Reinforcement Learning

Supervised learning = Teaching by example we have a dataset with labels.

In Reinforcement Learning there isn't labels, the network learn by experiences things. Without label, we decide to use Markov Decision Process (MDP) represented by 4 objects STAR : State, Transition, Action, Reward

MDP : STAR

State : state = S [what state I am?]
Transition : nextState = T(state, action) [Transitions can be deterministic or stochastic]
Action : possibleActions = A(state) [What can I do]
Reward : reward = R(state, action) [did I achieve my goal? Get close? Get far?]

We will treat "Cart Pole" as an exercise at the end of the article, let see its definition :

TOOLS

Reinforcement learning is a fundamentally iterative process : Agent acts, Environment computes transition and again. S&R are in agent, A&T are in environment.

Policy : 𝝅 : “In every State, what action do you chose ?”

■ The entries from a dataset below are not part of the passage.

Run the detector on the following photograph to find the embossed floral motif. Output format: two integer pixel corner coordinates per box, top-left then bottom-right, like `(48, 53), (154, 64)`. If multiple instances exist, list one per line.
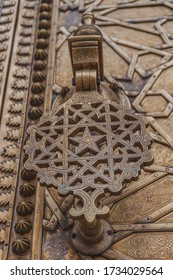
(43, 229), (69, 260)
(110, 177), (173, 223)
(114, 233), (173, 259)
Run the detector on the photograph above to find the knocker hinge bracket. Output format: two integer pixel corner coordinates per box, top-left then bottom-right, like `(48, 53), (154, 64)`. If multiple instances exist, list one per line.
(68, 14), (104, 91)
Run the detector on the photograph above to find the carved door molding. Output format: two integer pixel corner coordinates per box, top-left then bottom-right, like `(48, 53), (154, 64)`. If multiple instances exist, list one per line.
(0, 0), (173, 259)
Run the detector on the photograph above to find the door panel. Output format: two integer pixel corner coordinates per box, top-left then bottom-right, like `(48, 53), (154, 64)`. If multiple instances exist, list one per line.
(0, 0), (173, 259)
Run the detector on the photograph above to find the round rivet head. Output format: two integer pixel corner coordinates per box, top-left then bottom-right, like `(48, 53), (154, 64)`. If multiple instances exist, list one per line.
(37, 29), (49, 39)
(30, 94), (44, 106)
(34, 49), (47, 60)
(36, 39), (48, 49)
(21, 168), (37, 181)
(40, 3), (51, 12)
(17, 201), (33, 216)
(12, 237), (30, 256)
(34, 60), (46, 71)
(31, 83), (45, 94)
(28, 107), (43, 120)
(38, 19), (50, 29)
(14, 218), (32, 234)
(39, 12), (51, 20)
(32, 71), (46, 82)
(20, 183), (35, 197)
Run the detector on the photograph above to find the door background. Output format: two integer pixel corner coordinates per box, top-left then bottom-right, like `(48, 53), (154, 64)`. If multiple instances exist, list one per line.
(0, 0), (173, 259)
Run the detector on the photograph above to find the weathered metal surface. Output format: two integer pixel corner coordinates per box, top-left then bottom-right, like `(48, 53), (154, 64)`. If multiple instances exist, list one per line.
(0, 0), (173, 259)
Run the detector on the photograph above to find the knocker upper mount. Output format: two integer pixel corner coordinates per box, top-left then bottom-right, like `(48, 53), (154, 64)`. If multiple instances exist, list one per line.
(25, 14), (152, 255)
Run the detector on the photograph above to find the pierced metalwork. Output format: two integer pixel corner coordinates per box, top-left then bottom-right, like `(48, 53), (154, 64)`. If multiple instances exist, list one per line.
(25, 14), (152, 255)
(25, 89), (152, 221)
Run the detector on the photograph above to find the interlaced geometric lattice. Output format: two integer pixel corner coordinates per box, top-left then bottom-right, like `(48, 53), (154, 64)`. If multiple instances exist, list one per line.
(25, 92), (152, 222)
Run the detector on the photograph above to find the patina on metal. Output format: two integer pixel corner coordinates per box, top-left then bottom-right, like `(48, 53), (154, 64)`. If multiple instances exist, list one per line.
(25, 13), (152, 255)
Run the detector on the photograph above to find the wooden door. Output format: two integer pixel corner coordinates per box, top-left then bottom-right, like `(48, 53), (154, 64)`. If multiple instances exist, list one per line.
(0, 0), (173, 260)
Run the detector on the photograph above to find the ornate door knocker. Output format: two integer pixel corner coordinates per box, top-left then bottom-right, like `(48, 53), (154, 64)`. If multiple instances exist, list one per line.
(25, 14), (152, 255)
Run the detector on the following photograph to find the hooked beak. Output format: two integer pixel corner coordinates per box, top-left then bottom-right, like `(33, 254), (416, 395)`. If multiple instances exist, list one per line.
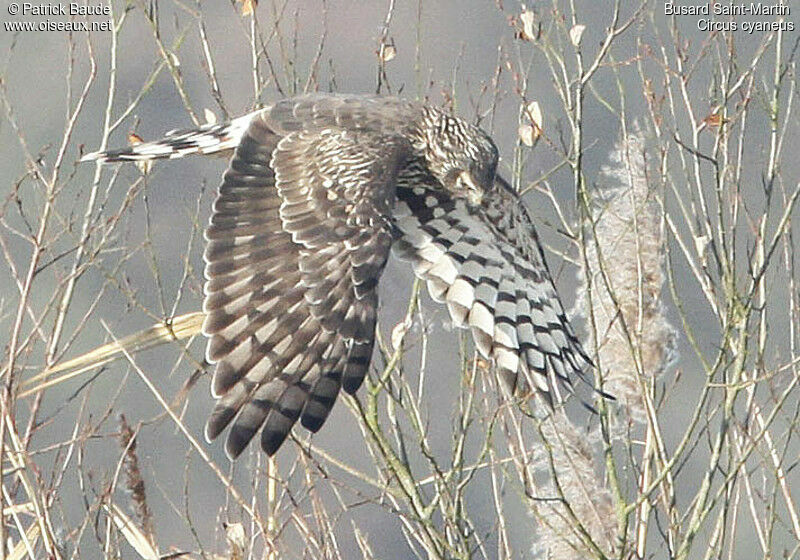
(458, 171), (483, 206)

Good policy yields the agent a lot of rewards

Objective : 𝝅* which maximizes the rewards

Return : "How good is the state"

High value : close to a reward // Lower value : far to a reward

Value function : V𝝅(s) "how good are all state ?"

Quantifies the amount of reward an agent is expected to receive starting in s and following 𝝅.

𝝅=f(Value Function)

As you seen it's a Chicken & Egg problem : V needs 𝝅 and 𝝅 needs V. Achieve (V*,𝝅*) is done iteratively through learning.

Learning

Start somewhere & initialize V at random
compute 𝝅=greedy(V)
Estimate V given 𝝅, V represent the actual values of the states.
Repeat from Step 2 until convergence.

To express Value function from rewards instead of returns we use Bellman's Equation.

Canonical Algorithms

Two types of algorithms Monte-Carlo or temporal difference (ON-Policy or OFF-Policy).

Monte Carlo has some limits : learning happens at the end of the episode and sometimes training could never end (especially the first ones).

We will treat those two in our example which are TD algorithms:

SARSA algorithm // ON-Policy

Q-Learning algorithm // OFF-Policy

An example : Cart pole

Here is a link to see the code. I encourage you to follow the step with

Imports

Gym library is a toolkit for developing and comparing reinforcement learning algorithms. In our case we will use Cart Pole. We can see its STAR in the code :

PyTorch will be used for machine learning. Other libraries are known.

Define AgentNeuralNetwork

It's implement a QNetwork :

First you define the layers and then how they're used :

Init : initialise the network

Activation function "sigmoid" or "LeakyReLU"
Dropout
5 linear layers (fully connected).
Output layers : one for each action (in our case 2 left or right)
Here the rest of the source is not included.